For a first experiment, Kleppmann suggested a to-do app that syncs across devices. That example looks small, but it tests the core architecture: client-side state, durable local storage, structured changes, sync, conflict handling, and UI updates after merge. A team that cannot make those pieces clear in a small app will struggle with a spreadsheet or graphics editor.

Retrofitting an existing app depends on where the team placed its business logic. A single-user React app with a clear client-side data model may accept Automerge as a replacement state layer. A server-heavy app that computes core behavior in backend services needs a larger redesign because the team must move more logic into the client.

Kleppmann said Automerge contributors now work on performance, sync protocol design, end-to-end encryption, and decentralized access control. Those areas matter because local-first software pushes more responsibility onto client devices while still asking cloud services to coordinate collaboration. Teams need compact storage, fast merge operations, clear authorization, and usable recovery paths.

The broader pattern links modern data infrastructure with user agency. Object storage, table formats, and query engines give backend teams more freedom to compose systems. AT Protocol gives social app providers a path to build compatible services around portable user repositories. Local-first libraries give application teams a way to keep user-created data on user devices while retaining sync and collaboration.

Engineers who adopt these ideas still face deployment choices.
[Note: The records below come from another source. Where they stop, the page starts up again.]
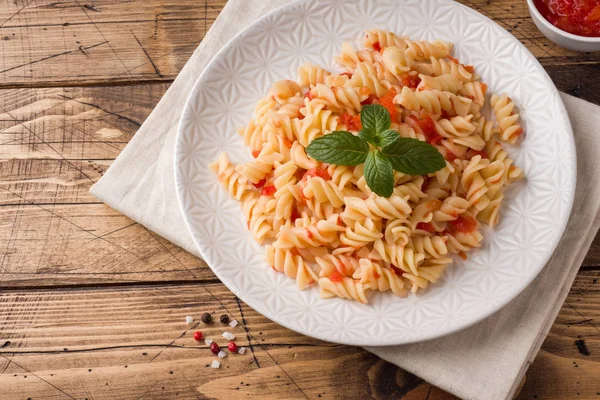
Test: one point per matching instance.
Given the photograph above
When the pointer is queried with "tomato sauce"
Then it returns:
(314, 172)
(387, 100)
(579, 17)
(463, 224)
(351, 121)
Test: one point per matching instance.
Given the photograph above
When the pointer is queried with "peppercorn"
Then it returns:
(214, 347)
(205, 318)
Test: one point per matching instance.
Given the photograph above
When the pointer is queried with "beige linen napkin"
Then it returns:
(483, 362)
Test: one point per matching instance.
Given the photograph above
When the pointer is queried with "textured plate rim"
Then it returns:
(378, 341)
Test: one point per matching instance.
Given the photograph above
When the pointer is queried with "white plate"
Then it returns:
(534, 214)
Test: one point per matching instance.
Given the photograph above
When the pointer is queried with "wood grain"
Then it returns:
(133, 341)
(92, 305)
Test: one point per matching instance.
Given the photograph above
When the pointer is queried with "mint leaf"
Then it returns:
(379, 174)
(388, 137)
(369, 136)
(375, 118)
(340, 148)
(414, 157)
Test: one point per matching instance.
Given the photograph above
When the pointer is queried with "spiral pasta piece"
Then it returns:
(361, 233)
(350, 57)
(235, 183)
(346, 288)
(310, 74)
(376, 207)
(341, 98)
(321, 222)
(320, 234)
(503, 107)
(365, 75)
(257, 170)
(433, 101)
(380, 278)
(378, 39)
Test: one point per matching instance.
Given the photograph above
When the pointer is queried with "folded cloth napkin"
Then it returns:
(485, 361)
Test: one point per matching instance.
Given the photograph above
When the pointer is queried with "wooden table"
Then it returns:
(92, 304)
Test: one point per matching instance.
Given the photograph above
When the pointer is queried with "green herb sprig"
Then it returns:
(380, 148)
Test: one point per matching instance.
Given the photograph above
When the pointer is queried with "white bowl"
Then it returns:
(560, 37)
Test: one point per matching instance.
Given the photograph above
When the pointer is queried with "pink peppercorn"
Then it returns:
(214, 347)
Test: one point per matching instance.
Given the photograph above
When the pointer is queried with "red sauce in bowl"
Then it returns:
(579, 17)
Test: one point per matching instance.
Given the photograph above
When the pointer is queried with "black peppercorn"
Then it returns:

They must decide which data belongs on the client, which data needs a server authority, how much history to retain, and how users recover access after device loss. They also need sync services that can survive flaky networks, mobile sleep cycles, and version skew between clients.

Kleppmann’s point lands in those details. User control does not come from an export button at the edge of a closed service. It comes from data models, protocols, and product flows that let users keep working, change providers, and inspect their own history without asking one vendor for permission.